What Is Period Poverty And Why Should I Give AF?
The sitch is pretty dire.
Period poverty. You may have heard of it, but do you actually know what it's all about?
Check out when MTV News spoke to J-Law, gal-dem, and period poverty activists Amika George and Grace Campbell...
Fear not because we’ve got all the answers, so next time period poverty comes up you’ll be totally clued up and woke AF. And take it from us, you deffo need to be clued up.
What is it?
Period poverty means not being able to access sanitary products when your period comes around because of financial constraints. Simple, right? Well it gets complicated.
Why is it a problem?
Being able to use sanitary products like tampons, pads or a mooncup when you’re on your period isn’t a luxury (though shockingly sanitary products are often taxed as luxuries), it’s an absolute necessity. Without them girls aren’t able to manage their periods in a safe, private and dignified way – which is a basic human right.
Period poverty can make girls feel too embarrassed and uncomfortable to be at school on their periods because they’re scared about their classmates seeing and bullying them for it. Girls experiencing period poverty often use unhygienic materials like socks or bits of newspaper to stuff their pants as a cheap replacement for pads.
In some areas of the world, girls stop going to school altogether once they start menstruating, or they stop because missing school during their period has meant they’ve fallen too far behind in their studies. Stopping education then means they have a greater chance of falling into child marriage and early pregnancy.
Girls around the world are putting their hygiene and health, and even their education, at risk because they can’t afford sanitary products, so it’s a very real problem with very real consequences. These products are as essential as toilet paper, and even more urgently necessary. Not enough is being done to make sure women have the products they need every month, partly because people are still so scared to talk about the taboo that is periods.
Definitely another reason to be a feminist, ppl.
What are the stats?
According to a report by UNESCO, 1 in 10 girls in sub-Saharan Africa miss school when they’re on their periods. The World Bank states that in Kenya alone, one million girls don’t go to school due to lacking sanitary pads. We’re talking BIG numbers, worldwide.

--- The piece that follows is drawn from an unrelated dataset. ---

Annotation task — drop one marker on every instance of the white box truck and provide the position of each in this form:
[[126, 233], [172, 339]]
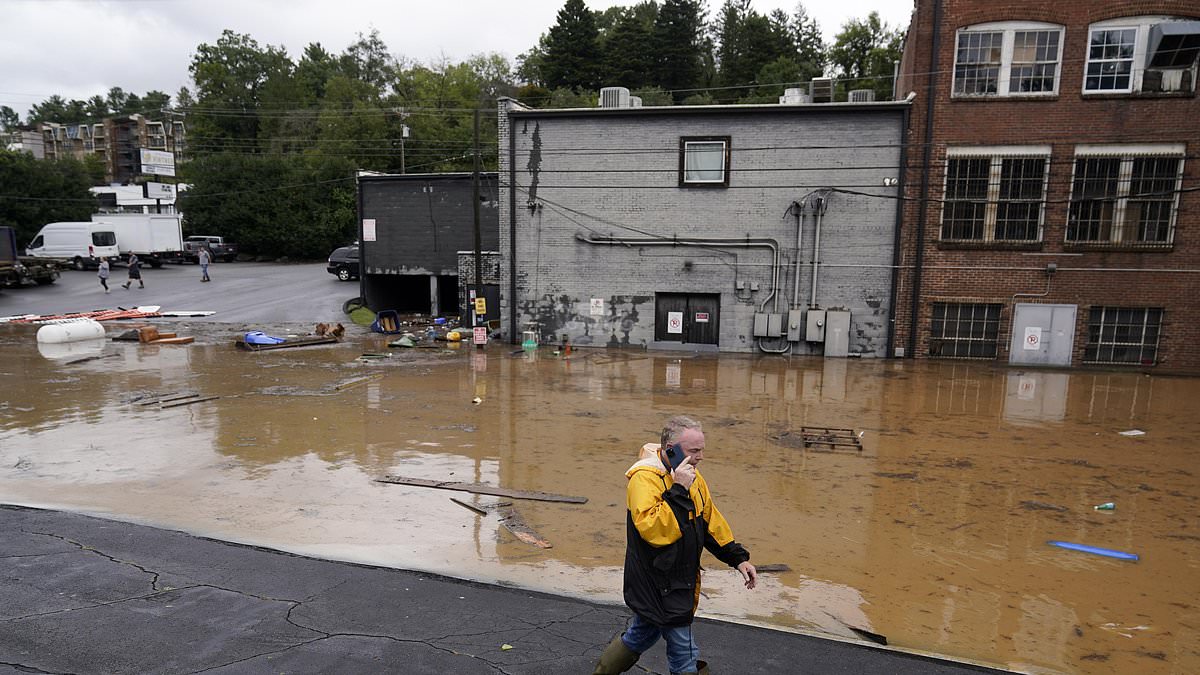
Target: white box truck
[[81, 243], [155, 238]]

The fact that (according to UNESCO) out of 50 low-income countries, on average only 51% of schools have adequate water sources and only 45% have adequate sanitation facilities doesn’t help matters. As most girls can probs vouch for… no one wants to use a dodgy loo around that time of month.
Period poverty isn't just affecting girls in developing countries - it's big in the UK too. In fact, a Plan UK 2017 survey found that 1 in 10 girls in the UK have been unable to afford sanitary products.

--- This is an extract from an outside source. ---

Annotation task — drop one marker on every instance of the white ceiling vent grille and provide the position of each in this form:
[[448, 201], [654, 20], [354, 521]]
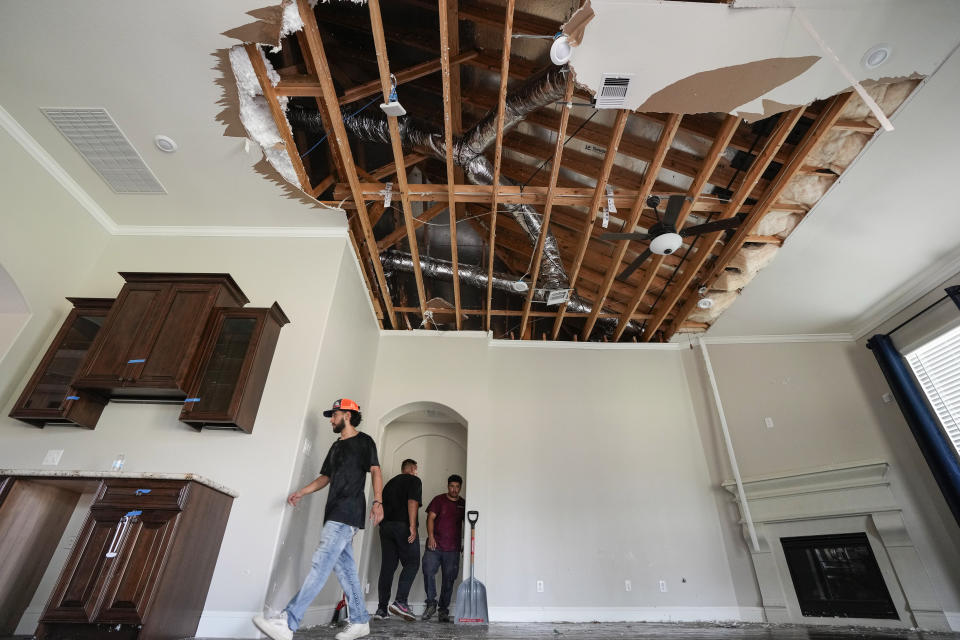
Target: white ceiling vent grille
[[614, 89], [99, 140]]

What can we all do to help?
All around the world, periods are still taboo, so one of the best everyday things we can all do is talk about periods. Cos guess what? They’re the most natural things in the world, and nothing to be ashamed of.

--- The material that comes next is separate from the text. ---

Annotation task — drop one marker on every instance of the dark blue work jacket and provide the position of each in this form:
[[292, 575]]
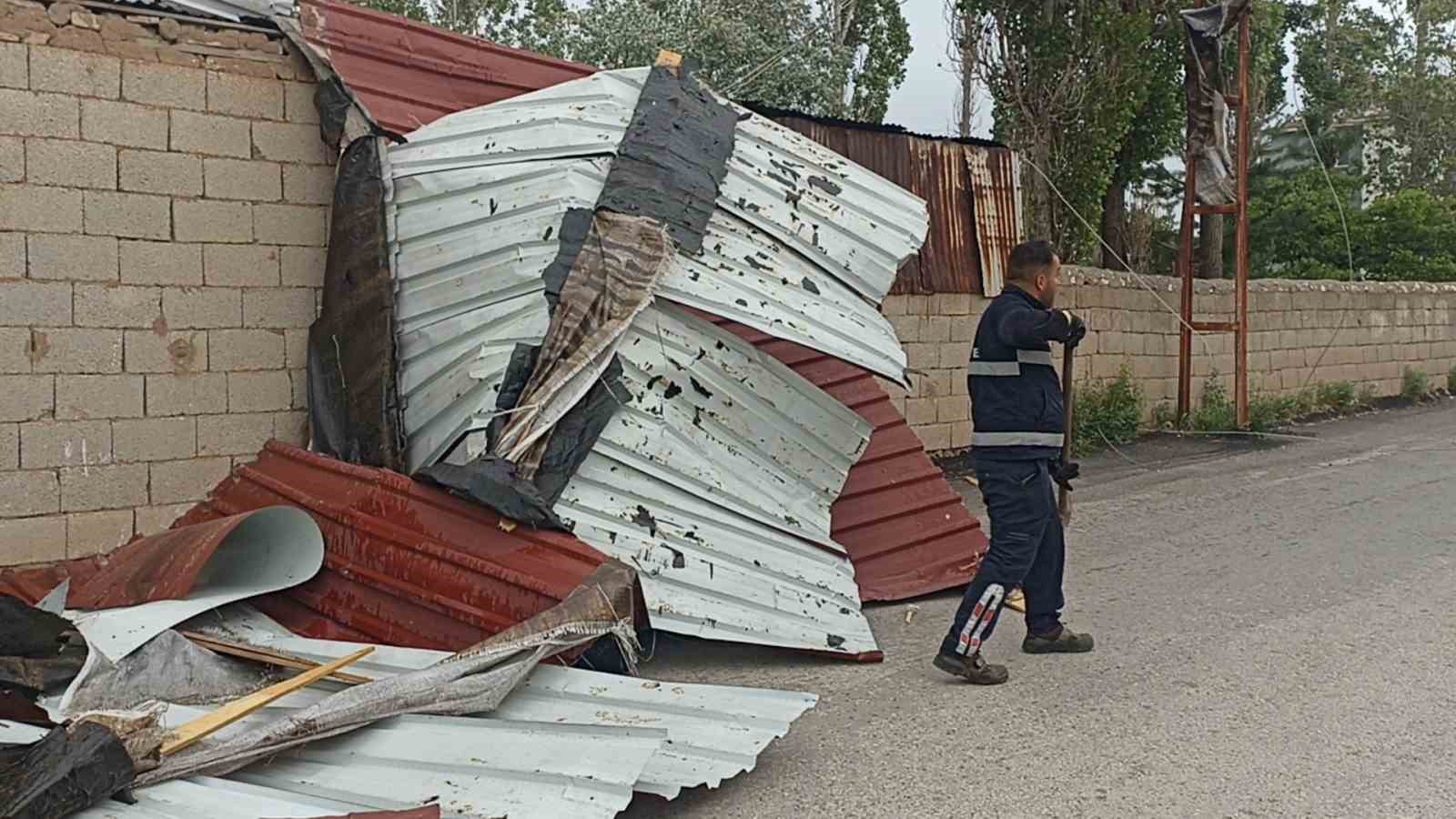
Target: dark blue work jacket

Lifting taboos always clears the way for change, and we deffo want change. We want every girl around the world to be able to access sanitary products and decent toilet facilities at school. Period.
Action Aid is a charity that works on that. They build period safe rooms in schools for girls where there are toilets, sanitary products, spare clothes and showers, so that students never have to let being on their periods get in the way of learning. They also make sure girls have access to better period education. So why not donate to them? In fact, they do a special gift where for £3 you can give menstrual hygiene kits to girls in crisis who can't afford sanitary products.
You could also donate to The Homeless Period in the UK, which provides homeless women with free sanitary products.
There are also petitions to sign. Once the truth about how many girls were living in period poverty in the UK came out, Free Periods leader Amika George created a petition to demand that all girls who are granted free school meals would also receive free sanitary products. Why not sign it? You could also sign this petition which is asking for free sanitary products in all UK schools.
Above all, remember: you've got the power to change things.